Reuters blogger Felix Salmon brought the following interview with Larry Summers to my attention. In it, Summers proclaims himself a great defender of the environment, says that he was generally for greater financial regulation in the ’90s (seriously), and says that the documentary Inside Job, which blasted Summers for having close ties to Wall Street, “essentially had all its facts wrong.”

It takes a few minutes to get going, then becomes increasingly tense and fascinating as interviewer Krishnan Guru-Murthy starts to ask tougher questions. (I love the part where Summers accuses him of reading from “a couple articles brought to you by a researcher.” You can tell how pissed Summers is when he starts accusing you of not knowing what you’re talking about.)

The part about Inside Job, which comes near the end, is particularly fascinating in its disingenuousness. Summers says that Inside Job had its facts wrong because how could he have been corrupted by Wall Street buckraking when he never made any significant money from Wall Street until five years after he left the Clinton administration?

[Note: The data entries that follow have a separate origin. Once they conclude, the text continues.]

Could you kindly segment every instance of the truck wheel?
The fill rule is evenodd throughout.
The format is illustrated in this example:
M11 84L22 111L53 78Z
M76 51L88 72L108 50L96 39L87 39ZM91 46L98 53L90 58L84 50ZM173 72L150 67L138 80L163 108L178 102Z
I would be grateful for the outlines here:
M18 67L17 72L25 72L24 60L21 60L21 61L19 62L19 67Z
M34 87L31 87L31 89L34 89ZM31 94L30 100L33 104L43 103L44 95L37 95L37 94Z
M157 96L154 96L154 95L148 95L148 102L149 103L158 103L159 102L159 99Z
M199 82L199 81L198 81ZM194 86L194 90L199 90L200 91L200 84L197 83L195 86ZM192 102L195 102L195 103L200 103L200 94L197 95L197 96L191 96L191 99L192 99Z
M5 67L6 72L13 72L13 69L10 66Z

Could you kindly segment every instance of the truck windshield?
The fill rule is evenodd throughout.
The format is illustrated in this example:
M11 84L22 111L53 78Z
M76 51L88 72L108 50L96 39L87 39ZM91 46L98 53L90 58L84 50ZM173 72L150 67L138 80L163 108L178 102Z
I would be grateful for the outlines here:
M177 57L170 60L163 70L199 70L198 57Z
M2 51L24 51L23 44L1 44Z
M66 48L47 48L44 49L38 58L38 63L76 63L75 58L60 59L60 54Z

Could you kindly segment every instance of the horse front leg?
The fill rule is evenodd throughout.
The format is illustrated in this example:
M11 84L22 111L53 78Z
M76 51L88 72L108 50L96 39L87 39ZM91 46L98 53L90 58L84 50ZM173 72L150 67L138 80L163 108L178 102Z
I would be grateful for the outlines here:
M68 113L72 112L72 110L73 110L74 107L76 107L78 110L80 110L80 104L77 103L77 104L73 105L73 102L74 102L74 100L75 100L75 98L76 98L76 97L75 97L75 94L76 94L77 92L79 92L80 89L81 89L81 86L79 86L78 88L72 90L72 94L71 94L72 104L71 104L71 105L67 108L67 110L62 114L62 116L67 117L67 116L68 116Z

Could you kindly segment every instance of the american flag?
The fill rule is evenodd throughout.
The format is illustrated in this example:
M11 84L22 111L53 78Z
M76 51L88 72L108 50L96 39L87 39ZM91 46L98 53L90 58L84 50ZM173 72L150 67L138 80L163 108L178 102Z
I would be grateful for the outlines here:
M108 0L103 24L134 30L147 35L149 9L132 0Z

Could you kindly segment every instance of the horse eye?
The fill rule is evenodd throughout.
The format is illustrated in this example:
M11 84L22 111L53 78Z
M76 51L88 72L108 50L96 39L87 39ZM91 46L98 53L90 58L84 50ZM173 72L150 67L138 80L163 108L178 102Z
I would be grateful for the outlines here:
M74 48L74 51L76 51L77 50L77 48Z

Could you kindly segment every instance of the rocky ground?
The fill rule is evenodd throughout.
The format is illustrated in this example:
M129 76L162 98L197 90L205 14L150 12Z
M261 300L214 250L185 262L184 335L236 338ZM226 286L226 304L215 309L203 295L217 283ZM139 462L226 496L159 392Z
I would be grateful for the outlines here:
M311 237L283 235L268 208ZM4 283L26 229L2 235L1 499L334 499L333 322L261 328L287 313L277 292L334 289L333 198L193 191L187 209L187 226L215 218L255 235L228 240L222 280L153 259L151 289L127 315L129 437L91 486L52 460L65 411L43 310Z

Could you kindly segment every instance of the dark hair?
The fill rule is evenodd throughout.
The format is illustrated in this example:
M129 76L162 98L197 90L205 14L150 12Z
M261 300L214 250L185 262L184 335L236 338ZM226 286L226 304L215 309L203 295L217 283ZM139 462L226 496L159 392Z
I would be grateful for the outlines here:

But unless I remember incorrectly, that’s not what Inside Job charges: Inside Job says that Summers was corrupted by the millions of dollars (8 of ’em, I think) he received from hedge fund D.E. Shaw and Wall Street banks such as Goldman Sachs for, essentially, showing up and chewing the fat from time to time—and that this investment by Wall Street in Summers was repaid by its recipient when he went to work at the Obama White House and made it his mission to protect the interests of the big banks.

It’s a rather clumsy tactic on Summers’ part, and it shows, I think, that sometimes he really does think everyone is sadly and significantly less intelligent than he is (but in thinking so, he proves the opposite). Oh, I’ll just misstate the argument of Inside Job and that will take care of that….

So sayeth the brilliant economist.

The interview is fascinating—it’s about 18 minutes long, and well worth-watching.